Books

Margaret Renkl’s stunning ability to see

It is hard to say what will enamor readers more, the bird calls or the familial ones.

Nested within the splendid, Audubon-like illustrations of her brother Billy, Mar­garet Renkl’s poetic voice opens the soul. What begins unassumingly as a wee bit of meditative reading slowly lodges itself in the heart, spleen, and unexplored tender places. Then abrupt brutality intervenes: a starling hangs itself from the wire of the birdfeeder, a wild-eyed donkey stamps to its death in a burning barn, menacing men threaten violence at the edge of a peanut field, a cherished hatchling succumbs to a puncture wound to the head. And then there is refuge. The intermingling of family stories and natural wonder—like the act of holding out for solstice in the darkness, or Easter in Lent, or simply tomorrow in today—provides a resting place.

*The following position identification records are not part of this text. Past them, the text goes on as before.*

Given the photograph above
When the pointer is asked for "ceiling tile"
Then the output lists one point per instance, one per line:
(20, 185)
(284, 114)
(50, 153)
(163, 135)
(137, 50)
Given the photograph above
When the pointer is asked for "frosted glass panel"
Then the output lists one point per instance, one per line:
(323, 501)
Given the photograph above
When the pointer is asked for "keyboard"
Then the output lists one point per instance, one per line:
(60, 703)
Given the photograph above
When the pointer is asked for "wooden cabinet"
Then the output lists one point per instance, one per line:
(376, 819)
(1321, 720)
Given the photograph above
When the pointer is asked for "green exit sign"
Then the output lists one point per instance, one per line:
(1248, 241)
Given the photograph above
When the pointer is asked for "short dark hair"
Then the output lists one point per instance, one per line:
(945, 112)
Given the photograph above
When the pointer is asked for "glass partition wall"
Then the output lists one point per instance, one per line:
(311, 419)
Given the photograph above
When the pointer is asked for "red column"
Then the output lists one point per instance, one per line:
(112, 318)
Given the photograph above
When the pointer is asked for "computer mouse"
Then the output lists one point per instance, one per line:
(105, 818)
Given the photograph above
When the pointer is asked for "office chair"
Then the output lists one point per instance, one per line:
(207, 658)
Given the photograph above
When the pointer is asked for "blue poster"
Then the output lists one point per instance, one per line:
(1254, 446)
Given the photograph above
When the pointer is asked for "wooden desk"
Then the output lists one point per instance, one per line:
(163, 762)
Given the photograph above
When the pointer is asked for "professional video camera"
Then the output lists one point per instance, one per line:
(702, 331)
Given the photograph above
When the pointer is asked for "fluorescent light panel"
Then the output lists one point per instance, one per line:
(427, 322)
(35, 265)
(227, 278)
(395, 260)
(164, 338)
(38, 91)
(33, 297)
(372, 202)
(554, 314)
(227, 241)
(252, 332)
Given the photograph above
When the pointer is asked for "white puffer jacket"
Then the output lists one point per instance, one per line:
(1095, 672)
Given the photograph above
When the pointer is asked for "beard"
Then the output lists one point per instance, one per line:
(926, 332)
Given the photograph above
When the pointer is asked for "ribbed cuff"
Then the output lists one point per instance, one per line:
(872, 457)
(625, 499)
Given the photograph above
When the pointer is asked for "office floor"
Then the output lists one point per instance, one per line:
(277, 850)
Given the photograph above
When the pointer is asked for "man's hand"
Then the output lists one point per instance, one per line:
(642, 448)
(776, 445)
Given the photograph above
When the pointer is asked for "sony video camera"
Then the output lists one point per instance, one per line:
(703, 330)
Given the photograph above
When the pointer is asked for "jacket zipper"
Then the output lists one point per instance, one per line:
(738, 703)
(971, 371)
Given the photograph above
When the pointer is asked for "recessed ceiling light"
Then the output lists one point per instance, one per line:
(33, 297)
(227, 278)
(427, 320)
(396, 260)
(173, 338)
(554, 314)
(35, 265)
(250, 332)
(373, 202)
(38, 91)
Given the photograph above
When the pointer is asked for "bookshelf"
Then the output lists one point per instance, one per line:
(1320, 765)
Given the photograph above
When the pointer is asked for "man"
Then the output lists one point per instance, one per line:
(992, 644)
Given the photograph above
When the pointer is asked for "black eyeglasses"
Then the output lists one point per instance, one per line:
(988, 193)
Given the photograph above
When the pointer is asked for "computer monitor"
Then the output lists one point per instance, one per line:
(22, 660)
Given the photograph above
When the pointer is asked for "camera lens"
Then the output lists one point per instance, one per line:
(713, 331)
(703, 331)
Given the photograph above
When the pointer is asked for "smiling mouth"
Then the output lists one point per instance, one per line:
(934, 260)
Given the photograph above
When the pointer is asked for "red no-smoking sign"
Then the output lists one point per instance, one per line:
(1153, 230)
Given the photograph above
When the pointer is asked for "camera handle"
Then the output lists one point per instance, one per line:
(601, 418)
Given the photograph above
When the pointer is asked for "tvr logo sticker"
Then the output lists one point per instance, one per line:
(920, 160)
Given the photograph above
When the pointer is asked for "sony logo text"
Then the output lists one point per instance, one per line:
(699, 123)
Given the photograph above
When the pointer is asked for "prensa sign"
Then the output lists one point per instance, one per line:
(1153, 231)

Late Migrations tells the truth. Some­times it excoriates. Sometimes it miraculously transforms. Must beauty come at such cost? Renkl’s answer is yes.

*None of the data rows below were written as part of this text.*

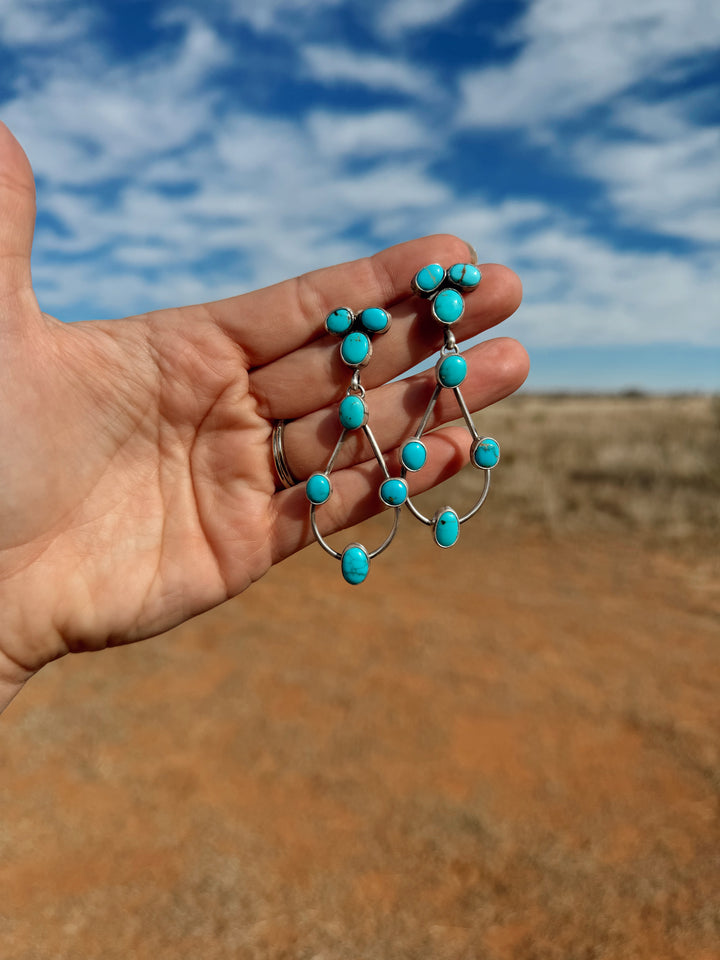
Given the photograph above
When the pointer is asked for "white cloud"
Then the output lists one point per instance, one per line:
(368, 134)
(274, 14)
(577, 54)
(270, 197)
(334, 64)
(41, 22)
(399, 15)
(89, 122)
(665, 177)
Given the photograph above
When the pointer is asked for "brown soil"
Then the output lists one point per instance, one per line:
(505, 751)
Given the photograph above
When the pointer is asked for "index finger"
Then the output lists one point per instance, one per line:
(271, 322)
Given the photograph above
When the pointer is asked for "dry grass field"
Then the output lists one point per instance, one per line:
(505, 751)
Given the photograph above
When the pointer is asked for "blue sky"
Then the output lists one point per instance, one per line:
(187, 152)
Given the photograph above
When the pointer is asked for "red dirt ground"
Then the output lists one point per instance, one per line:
(507, 750)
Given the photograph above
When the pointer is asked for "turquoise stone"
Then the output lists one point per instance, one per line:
(486, 453)
(339, 321)
(375, 320)
(448, 306)
(429, 278)
(355, 349)
(447, 527)
(353, 413)
(413, 455)
(465, 275)
(393, 492)
(355, 563)
(318, 488)
(451, 371)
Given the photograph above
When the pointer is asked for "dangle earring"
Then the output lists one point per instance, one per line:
(444, 289)
(355, 351)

Born into an Alabama family with a strong history of blindness, Renkl has a stunning ability to see. The ferocious lives of women in her family ring with a clarity that is lacking in the old, blurry, off-centered photographs she discovers. Babies are born in chamber pots, blue pills and electroshock therapy steal precious memories, children gradually learn that their mothers’ tears may not be their fault, and an enormous deadly attic fan haunts dreams in a way that will be un­derstood by anyone who inhabited that dark, dire corner in a childhood home. A previously unpublished essay by Renkl’s grandmother lives in these pages alongside transcriptions of interviews, preserving the elegant cadence of a southern vernacular.